Table 1. Adjusting for different types of input

Name

Values

Description

diarize

false (default), true, noise

Diarization is the process of recognizing distinct speakers on a single (mono) audio channel and segmenting detected speech into separate channels, which are identified in JSON output. Voci’s diarization capability is designed to do this for two speakers, typically a call agent engaged in a conversation with a client over the phone.

You should only set diarize to true under the following conditions:

  • You know that your audio only contains a single audio channel.

  • You know that 2 people are talking on the channel.

  • Segregation of 2 speakers in the transcripts is important for your use case.

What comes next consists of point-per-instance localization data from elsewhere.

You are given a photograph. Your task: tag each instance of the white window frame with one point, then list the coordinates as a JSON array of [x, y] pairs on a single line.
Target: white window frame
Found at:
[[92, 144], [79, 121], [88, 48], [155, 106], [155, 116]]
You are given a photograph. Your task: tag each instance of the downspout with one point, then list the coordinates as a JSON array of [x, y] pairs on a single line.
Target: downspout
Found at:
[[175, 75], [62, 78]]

Enabling diarize will include the following fields in JSON output:

  • diascore — Indicates the system's level of confidence that it correctly classified detected speech into individual channels. The confidence level is expressed as a range between 0 and 1, where 1 indicates the best speaker separation. Refer to Confidence scores for more information on the confidence scoring system.

  • chaninfo — Provides additional information specific to each channel. chaninfo only appears for stereo or diarized audio. Refer to Top-level elements for more information.

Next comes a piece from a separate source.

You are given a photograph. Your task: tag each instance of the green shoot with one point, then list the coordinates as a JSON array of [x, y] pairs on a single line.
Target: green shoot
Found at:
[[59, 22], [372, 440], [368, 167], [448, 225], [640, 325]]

The noise setting is typically not needed. However, if you are experiencing excessive diarization errors due to interference from non-speech sources, you can apply noise reduction by setting diarize=noise .

Note: Redaction accuracy is marginally reduced when used in combination with diarize . Avoid diarization when using any of the redaction options for maximum redaction accuracy.

Diarization is a licensed optional feature.

transcode

false, true

The default for transcode is true for tokens issued after February 15, 2022. Prior to that, the default was false.

Determines whether V‑Cloud should use its built-in decoders to convert incoming audio. When transcode=true, V‑Cloud will try to convert incoming audio into a supported format.

MP3 files are not supported by V‑Cloud unless transcode=true

Transcode functionality supports an extensive set of open audio formats. Submit your audio in a request to determine if the audio format is supported.

This option cannot be used with the truncate option. If transcode=true, truncate will be ignored.